Acceleration of Intel MKL on AMD Ryzen CPU's

Some of us use Intel MKL with Julia for improved performance.
Intel MKL is composed of few code paths for different features of the CPU (SSE2, SSE4, AVX2, AVX512, etc…).
One of the issues of MKL is it discriminate non Intel CPU’s and use the the generic SSE2 code path on AVX2 capable CPU’s.

This specifically hurts on Ryzen 3xxx series which have better AVX2 performance than Intel’s comparable CPU’s.
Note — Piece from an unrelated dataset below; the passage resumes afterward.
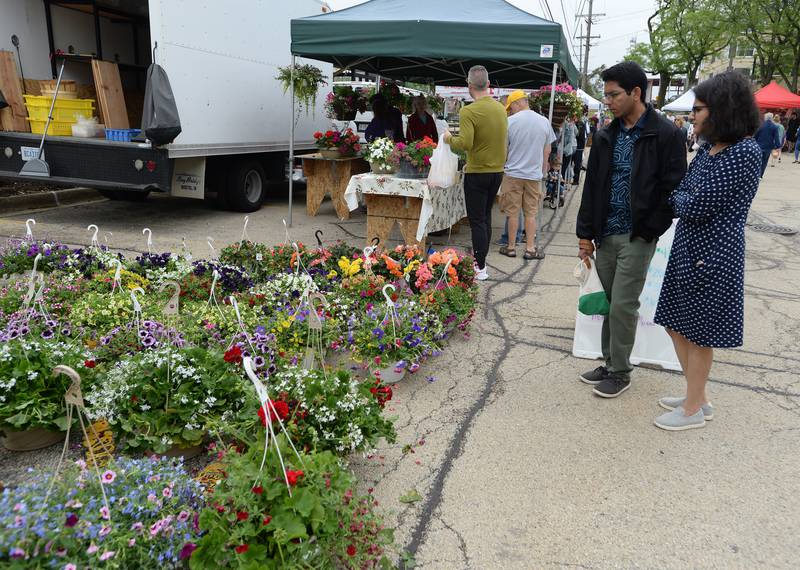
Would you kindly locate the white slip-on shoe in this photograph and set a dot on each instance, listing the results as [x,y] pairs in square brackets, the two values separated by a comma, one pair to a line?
[672,403]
It seems people found a way around it. By defining System / Environment Variable users could enforce Intel MKL to use the AVX2 code path and skip the CPU Dispatching mechanism.

One could read about it:

Though the above targets MATLAB I think it should work on Julia + MKL.

In Windows it requires:

@echo off

set MKL_DEBUG_CPU_TYPE=5
matlab.exe 

It seems MKL_DEBUG_CPU_TYPE=5 suggests AVX2 capable CPU code path.
Where instead of launching MATLAB one should launch Julia.
The same should hols on other OS.

I wonder if one could integrate this trick into Juno (On Julia Pro for that matter).

8 Likes

How to Set the Environment Variable in Juno

In order to set the Environment Variable in Juno one could do:

  1. Create a Launcher for Juno
    One could create a script file or batch file to launch Juno and set the variable. For instance, In Windows, see the launcher defined in Guide: How to Create a Portable Julia Pro Installation for Windows.
  2. Edit the Init File of Juno
    • Open the Command Pane (Ctrl + Shift + p).
    • Type Init Script and choose: Application: Open Your Init Script.
    • A file named init.coffee or init.js will be opened. Add process.env["MKL_DEBUG_CPU_TYPE"] = "5" in its last line.
    • Save and restart Juno.
1 Like

Admittign my ignorance here. I thought one had to do a compile and link of Julai from source in order to use Intel MKL.
I am sure an expert will be along soon to correct me…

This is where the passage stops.